When to flag and skip
Scan sentence 1 of the passage.
|
├── ≤6 sentences, familiar topic
│ → Attempt. 60-75s target.
│
├── 7-10 sentences OR moderately technical
│ → Attempt. Scan-don't-read. 90s target.
│
└── >10 sentences AND opaque topic
→ Flag. Best-guess all 5 statements (you might still get 1 mark
partial credit). Return only if banked time after Venn/Prob.Data-based II should almost never be skipped.
Common Mistakes
- Applying VR's "Can't Tell" threshold. In II, reasonable one-step inference is allowed. "Auto-immune" → "the body's own immune system attacks itself" is valid in II but Can't Tell in VR. Adjust your threshold.
- Accepting "could be true." Could ≠ must. If there's a plausible reading where the statement is false, it's No.
- Reading the whole passage before looking at statements. Wastes time. Map the passage (10s scan) then test each statement against its keyword.
- Missing the certainty trap. "Directly," "must," "always," "never" almost always flip the answer to No.
- Importing causation from correlation. A "because" clause attached to a real trend is usually a No.
Summary
| Element | Detail |
|---|---|
| Format | Passage or data + 5 statements, 2 marks (drag-and-drop: 5=2, 4=1, ≤3=0) |
| Sub-types | Passage-based (3-4 per paper) and data-based (1-2 per paper) |
| Passage technique | Triage on length → first statement → irreplaceable keyword → scan → verdict |
| Data technique | Read statement → go straight to the chart → check that one data point |
| Yes | Passage supports it (one-step inference allowed) |
| No | Contradicts, exaggerates, silent on it, only partially covers, or adds unjustified causation |
| Time target | 60-90 seconds per set |
| Key traps | Exaggeration, correlation→causation, scale misreads, certainty words |
Underlying Skills
II questions test three skills:
- D1: Scientific / Technical Passage Inference - close reading of dense text, distinguishing what's stated from what's inferred.

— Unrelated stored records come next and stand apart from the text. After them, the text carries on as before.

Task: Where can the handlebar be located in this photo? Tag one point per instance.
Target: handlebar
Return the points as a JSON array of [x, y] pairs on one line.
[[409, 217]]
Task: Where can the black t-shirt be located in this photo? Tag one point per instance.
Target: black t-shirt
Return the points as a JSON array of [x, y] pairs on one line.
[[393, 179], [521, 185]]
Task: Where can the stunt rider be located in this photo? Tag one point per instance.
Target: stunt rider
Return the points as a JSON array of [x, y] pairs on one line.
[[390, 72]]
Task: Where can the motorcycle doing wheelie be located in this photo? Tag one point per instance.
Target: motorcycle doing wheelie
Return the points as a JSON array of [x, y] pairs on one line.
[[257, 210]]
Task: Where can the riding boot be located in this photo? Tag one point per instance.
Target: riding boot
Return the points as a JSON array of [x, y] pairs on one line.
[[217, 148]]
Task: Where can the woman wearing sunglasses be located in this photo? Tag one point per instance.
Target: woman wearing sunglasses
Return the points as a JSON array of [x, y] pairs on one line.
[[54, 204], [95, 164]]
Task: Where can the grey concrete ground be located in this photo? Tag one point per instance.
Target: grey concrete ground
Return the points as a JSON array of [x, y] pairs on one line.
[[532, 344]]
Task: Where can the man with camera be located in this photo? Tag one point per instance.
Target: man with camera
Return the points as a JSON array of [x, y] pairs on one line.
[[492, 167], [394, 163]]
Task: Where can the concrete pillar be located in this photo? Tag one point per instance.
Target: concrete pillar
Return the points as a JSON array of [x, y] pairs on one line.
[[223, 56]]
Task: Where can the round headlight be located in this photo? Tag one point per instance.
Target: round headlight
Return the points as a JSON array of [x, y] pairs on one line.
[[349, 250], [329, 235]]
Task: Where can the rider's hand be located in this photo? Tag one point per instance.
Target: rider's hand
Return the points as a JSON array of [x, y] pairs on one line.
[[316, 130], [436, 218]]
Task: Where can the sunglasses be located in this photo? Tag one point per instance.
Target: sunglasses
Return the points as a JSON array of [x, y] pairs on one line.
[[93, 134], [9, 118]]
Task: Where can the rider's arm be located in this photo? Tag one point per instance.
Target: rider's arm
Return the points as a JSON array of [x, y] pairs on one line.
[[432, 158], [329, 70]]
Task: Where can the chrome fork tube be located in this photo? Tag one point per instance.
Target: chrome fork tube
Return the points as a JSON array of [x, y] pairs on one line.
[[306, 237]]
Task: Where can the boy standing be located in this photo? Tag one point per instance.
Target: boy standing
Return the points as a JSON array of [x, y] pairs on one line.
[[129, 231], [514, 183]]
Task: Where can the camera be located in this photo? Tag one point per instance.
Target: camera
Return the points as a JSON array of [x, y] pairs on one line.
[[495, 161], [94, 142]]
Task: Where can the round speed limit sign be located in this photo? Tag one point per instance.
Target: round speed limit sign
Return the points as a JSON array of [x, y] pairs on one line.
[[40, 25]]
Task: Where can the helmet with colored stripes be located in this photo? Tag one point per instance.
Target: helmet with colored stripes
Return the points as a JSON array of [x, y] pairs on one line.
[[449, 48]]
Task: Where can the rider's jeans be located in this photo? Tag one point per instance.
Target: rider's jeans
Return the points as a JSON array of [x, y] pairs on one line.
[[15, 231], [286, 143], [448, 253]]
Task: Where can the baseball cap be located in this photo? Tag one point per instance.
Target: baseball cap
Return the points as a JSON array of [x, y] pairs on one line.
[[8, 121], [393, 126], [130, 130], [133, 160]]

The keyword-scan technique avoids re-reading.
- D2: Numerical / Quantitative Passage Inference - extracting numbers from text and verifying claims arithmetically. Arithmetic must be exact unless "about" appears.
- D3: Graphical / Chart Data Interpretation - reading bar charts, tables, line graphs. Watch axes and units; the data shows trends, not causes.